Another guy is halfway through his MBA and another guy wants to become a professor of botany.

While they’re still improving their running, but they’re 27, they’re not able to really commit to serious relationships with their significant others because it’s like how can I get married if I'm basically losing money running?

I’m probably spending $20,000 a year of their own cash to support this dream of theirs to go to the Olympics.
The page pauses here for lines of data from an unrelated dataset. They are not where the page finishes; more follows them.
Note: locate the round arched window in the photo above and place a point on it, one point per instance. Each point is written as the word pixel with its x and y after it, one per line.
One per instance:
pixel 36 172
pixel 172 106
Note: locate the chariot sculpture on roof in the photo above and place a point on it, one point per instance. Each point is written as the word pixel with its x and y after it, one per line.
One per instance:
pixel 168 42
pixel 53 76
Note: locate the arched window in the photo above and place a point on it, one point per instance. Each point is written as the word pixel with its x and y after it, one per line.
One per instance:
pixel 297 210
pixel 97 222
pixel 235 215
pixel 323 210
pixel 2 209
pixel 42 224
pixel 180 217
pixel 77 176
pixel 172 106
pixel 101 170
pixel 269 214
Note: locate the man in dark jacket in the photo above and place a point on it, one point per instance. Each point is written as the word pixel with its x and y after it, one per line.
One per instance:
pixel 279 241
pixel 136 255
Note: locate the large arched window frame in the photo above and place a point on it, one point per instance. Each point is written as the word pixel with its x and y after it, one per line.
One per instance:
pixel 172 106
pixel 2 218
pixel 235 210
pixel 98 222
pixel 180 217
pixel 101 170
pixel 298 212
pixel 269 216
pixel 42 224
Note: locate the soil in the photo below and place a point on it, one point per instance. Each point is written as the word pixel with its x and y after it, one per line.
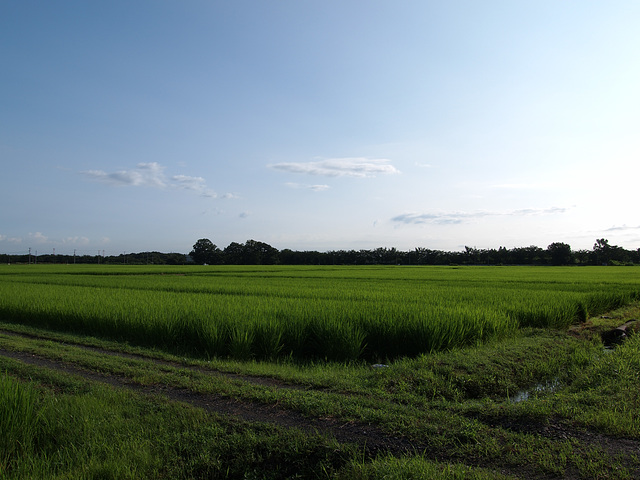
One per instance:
pixel 371 438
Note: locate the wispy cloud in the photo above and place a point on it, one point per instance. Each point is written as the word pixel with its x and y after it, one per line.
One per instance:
pixel 521 186
pixel 194 184
pixel 340 167
pixel 152 175
pixel 145 174
pixel 315 188
pixel 622 228
pixel 454 218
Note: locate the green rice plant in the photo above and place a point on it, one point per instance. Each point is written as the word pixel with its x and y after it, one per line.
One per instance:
pixel 20 420
pixel 311 312
pixel 241 342
pixel 268 339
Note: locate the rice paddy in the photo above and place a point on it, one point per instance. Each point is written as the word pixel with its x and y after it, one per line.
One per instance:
pixel 308 313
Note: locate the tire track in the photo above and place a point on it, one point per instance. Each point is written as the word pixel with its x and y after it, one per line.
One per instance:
pixel 370 437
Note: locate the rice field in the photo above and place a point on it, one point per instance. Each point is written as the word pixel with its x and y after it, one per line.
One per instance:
pixel 308 313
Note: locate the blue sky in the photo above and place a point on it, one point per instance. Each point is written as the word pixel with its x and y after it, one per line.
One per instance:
pixel 135 126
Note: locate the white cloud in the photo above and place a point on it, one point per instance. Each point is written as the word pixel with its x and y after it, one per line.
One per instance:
pixel 38 237
pixel 462 217
pixel 145 174
pixel 81 241
pixel 315 188
pixel 340 167
pixel 152 175
pixel 195 184
pixel 622 228
pixel 522 186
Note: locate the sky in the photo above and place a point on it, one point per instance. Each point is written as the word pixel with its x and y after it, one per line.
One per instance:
pixel 318 125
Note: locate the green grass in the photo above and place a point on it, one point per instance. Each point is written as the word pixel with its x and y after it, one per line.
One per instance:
pixel 457 402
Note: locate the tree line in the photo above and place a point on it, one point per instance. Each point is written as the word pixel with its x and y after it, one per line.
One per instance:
pixel 254 252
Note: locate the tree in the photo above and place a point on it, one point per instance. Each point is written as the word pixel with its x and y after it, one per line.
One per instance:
pixel 559 253
pixel 602 251
pixel 205 252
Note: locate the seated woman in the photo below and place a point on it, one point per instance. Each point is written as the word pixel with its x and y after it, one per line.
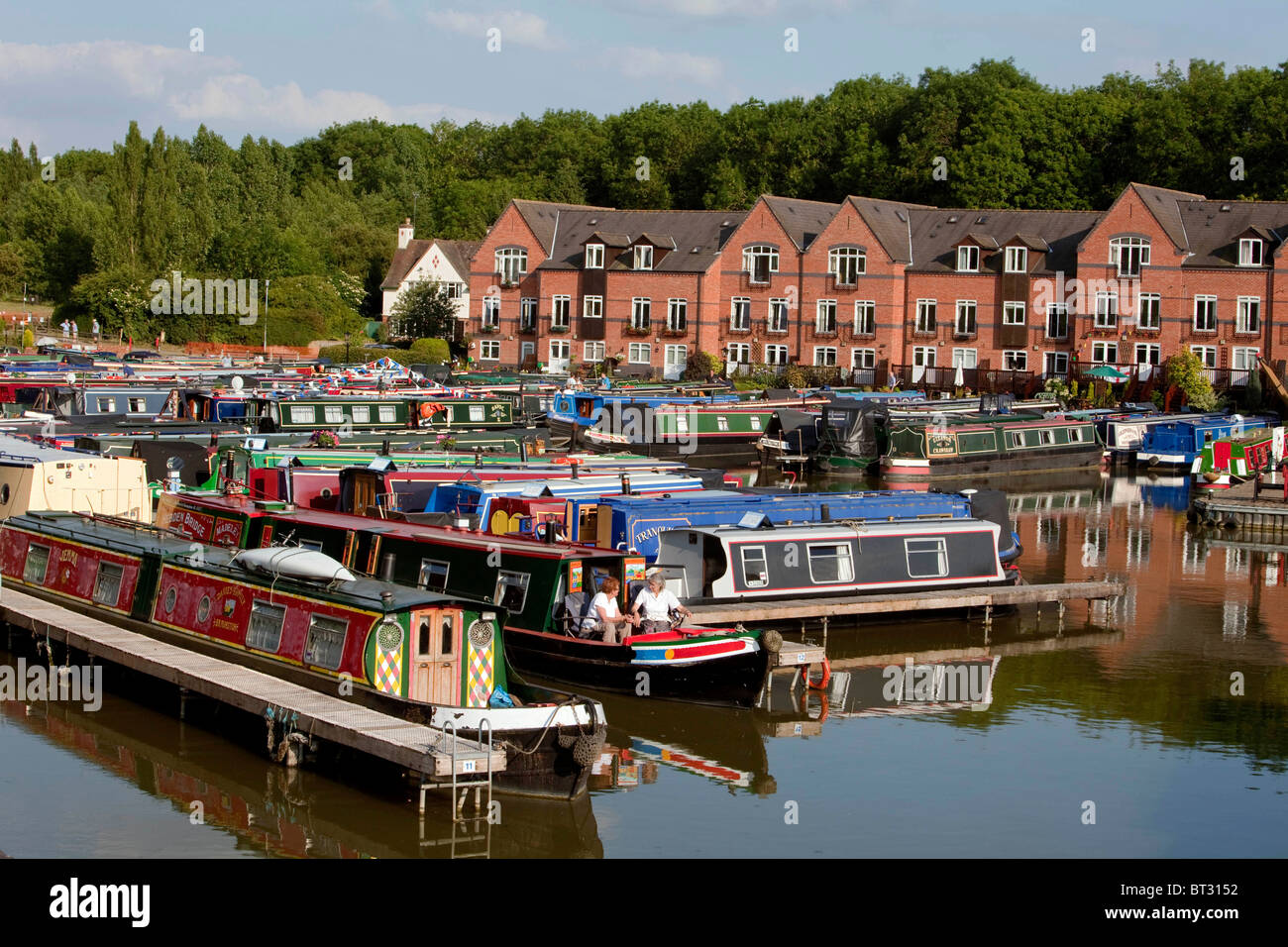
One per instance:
pixel 604 616
pixel 657 602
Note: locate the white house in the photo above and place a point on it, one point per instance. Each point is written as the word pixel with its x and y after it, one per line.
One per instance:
pixel 445 261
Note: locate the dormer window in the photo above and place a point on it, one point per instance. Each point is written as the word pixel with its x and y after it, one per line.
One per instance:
pixel 760 261
pixel 1250 252
pixel 846 263
pixel 511 263
pixel 1128 254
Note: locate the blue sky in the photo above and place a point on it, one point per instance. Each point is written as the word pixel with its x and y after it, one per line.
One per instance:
pixel 73 73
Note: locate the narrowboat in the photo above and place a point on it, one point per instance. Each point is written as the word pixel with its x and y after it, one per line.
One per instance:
pixel 726 564
pixel 34 476
pixel 951 446
pixel 300 616
pixel 1175 445
pixel 542 586
pixel 635 523
pixel 1231 460
pixel 309 414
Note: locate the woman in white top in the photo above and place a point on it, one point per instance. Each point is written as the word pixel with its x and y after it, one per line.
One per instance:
pixel 604 616
pixel 657 602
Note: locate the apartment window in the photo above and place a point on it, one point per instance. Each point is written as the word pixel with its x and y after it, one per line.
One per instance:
pixel 739 313
pixel 1206 354
pixel 433 575
pixel 1128 254
pixel 1104 352
pixel 561 309
pixel 760 261
pixel 824 356
pixel 925 315
pixel 511 263
pixel 325 643
pixel 642 313
pixel 1205 313
pixel 777 315
pixel 1250 252
pixel 678 315
pixel 846 264
pixel 776 355
pixel 825 318
pixel 1056 364
pixel 1248 315
pixel 1107 311
pixel 1057 321
pixel 266 626
pixel 1147 354
pixel 490 312
pixel 864 317
pixel 1150 311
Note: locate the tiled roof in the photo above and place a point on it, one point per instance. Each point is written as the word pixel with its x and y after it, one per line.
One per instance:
pixel 697 236
pixel 934 239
So unless they really pick up a significant sponsor, then the writing's on the wall for their running careers and yet they’re still improving.

I was one of the fortunate few who got a great assistance right out of college when I signed my original deal with Reebok out of Michigan and then since then the longer I’ve been in the sport it’s almost like my alternatives becoming less and less in the corporate world because I don't’ want to go into an entry level job in finance as a 33 years old now.

So I'm actually better off financially keeping running while staying within the sport of running to make my living because it’s going to take me a couple of years to build up any sort of real income stream anyways. So I'm actually incentivized to keep running.

FT: What advice do you have for runners in their late 20's who haven't quite found fortunate economic status?

NW: I’m not necessarily sure I have a huge amount of advice but I would say if it really is a passion of yours and are willing to continually make sacrifices, know that it’s not in vain, like it’s not something that you’re not likely to improve.

I do genuinely believe that if you haven’t overdone it in your training, you can obviously certain types of athletes who have been able to keep going and have just got nothing left and guys like Alan Webb and Chris Solinsky and Craig Mottram, those guys they got every single bit out of themselves because the amount they train was probably three times whatever I've been able to handle. But it also means they’ll probably suffer a little bit of burnout at the end of their careers as well.

So I would encourage people to say, maybe work a couple of years and keep training while you’re doing it and then when you get to that point and you can take sort of a leave of absence to focus on your running again, it doesn’t always have to be all or nothing sort of thing. But once your heart’s out of it, if you’re only got one foot in the door it’s really hard to really keep doing it with the same fire or passion that you were beforehand.

And that’s what was affecting me after the London Olympics.

I started thinking, well, maybe it’s time to start thinking about my alternative careers outside of the sport of running and I had a foot out the door for about six months and it just made it really difficult to be motivated for my running.

But once I decided no, I'm going to stick to running again, it was like I turned my back to the corporate world and it was all or nothing. Well there’s no turning back now, baby, so let’s give it everything I've got and I think you'll see the results from that and my enjoyment of the sport as well.